La dificultad y el hallazgo
Tras una primera parte irresuelta, el ‘Tirano Banderas’ del Español levanta el vuelo con una teatralidad neta
Buena idea, que no novedosa, esta de crear una polifonía de acentos hispánicos con actores de aquí y de las Américas y una obra tricotada con léxico de ambas orillas: va para tres años que la compañía española The Cross Border Project hizo algo similar con cien veces menos medios (y resultados óptimos) en su emocionante opera prima De Fuenteovejuna a Ciudad Juárez, que merecería ser reprogramada por alguno de nuestros teatros públicos. En la ocasión que nos trae, el mexicano Flavio González Mello, compresor del texto, y el director catalán Oriol Broggi saldrían mejor parados del ambicioso empeño de escenificar Tirano Banderas si recondujeran esa primera parte tan impresionista, abocetada, escasamente dramática y sin eje, preámbulo largo en el cual sus intérpretes, entre tanto cambio de personaje (tocan a seis por barba, de media) no acaban de entonarse ni encuentran su sitio sino muy hacia el final, cuando, en la huida abracadabrante del coronel Domiciano de la Gándara y de Nachito Veguillas, con los sicarios del tirano pisándoles los talones, confluyen con igual fuerza por fin el verbo de Valle-Inclán y la acción granguiñolesca.
Tirano Banderas
Adaptación de la novela de Valle-Inclán: Flavio González Mello. Intérpretes: Emilio Echevarría, Pedro Casablanc, Joaquín Cosío, Vanesa Maja, Susi Sánchez, Mauricio Minetti, Juli Mira, Emilio Buale, Rafa Cruz. Espacio sonoro: Enrique Mingo y O. Broggi. Audiovisuales: Francesc Isern. Vestuario: Ana Rodrigo. Luz: Albert Faura. Dirección escenografía: Oriol Broggi. Teatro Español. Estreno: 14 de octubre.
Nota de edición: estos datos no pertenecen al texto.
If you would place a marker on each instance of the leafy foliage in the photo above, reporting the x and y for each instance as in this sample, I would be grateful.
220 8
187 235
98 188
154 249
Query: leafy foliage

La segunda parte es otro partido. En la tensa entrevista entre De la Gándara (Pedro Casablanc) y Filomeno, ranchero revolucionario (Mauricio Minetti), dejada sin poda por González Melo, ambos actores encuentran por fin terreno para expresarse y dar la medida de su talento. A partir de aquí, adaptador y director alternan con eficacia escenas dialogadas y otras donde un actor asume sucesivamente la voz del narrador omnisciente y la del sujeto de su relato, que él mismo protagoniza mientras sus compañeros completan el cuadro sin decir palabra, como en un sueño, recurso gracias al cual la relación del periplo crepuscular del Barón de Benicarlés se resuelve con vigor escénico y con una gracia no menor a la que tiene cuando la leemos, y el relato del final trágico, durante el cual tres narradores se arrebatan la palabra, se traduce en un cuadro rotundamente teatral.
Falta mucha novela en esta segunda parte, pero poco importa: lo que se cuenta está bien escogido y mejor resuelto. Cabe quizá discutir a sus artífices si, habiendo tenido que sacrificar tanto material original sustancioso, valía la pena convertir al ciego lechuzo en un trasunto de Max Estrella e incorporar tanta cita de la obra teatral de Valle-Inclán, aunque pillarla pueda resultar un juego satisfactorio para conocedores.
El Tirano Banderas del mexicano Emilio Echevarría tiene una altivez rígida, de ave disecada, y un adecuado prestigio cadavérico, y entre el coro de actores que, acordado con la puesta en escena, está mucho mejor en la segunda parte, Casablanc, por su precisión, y Joaquín Cosío, por la rotundidad con que se desenvuelve, se erigen como corifeos.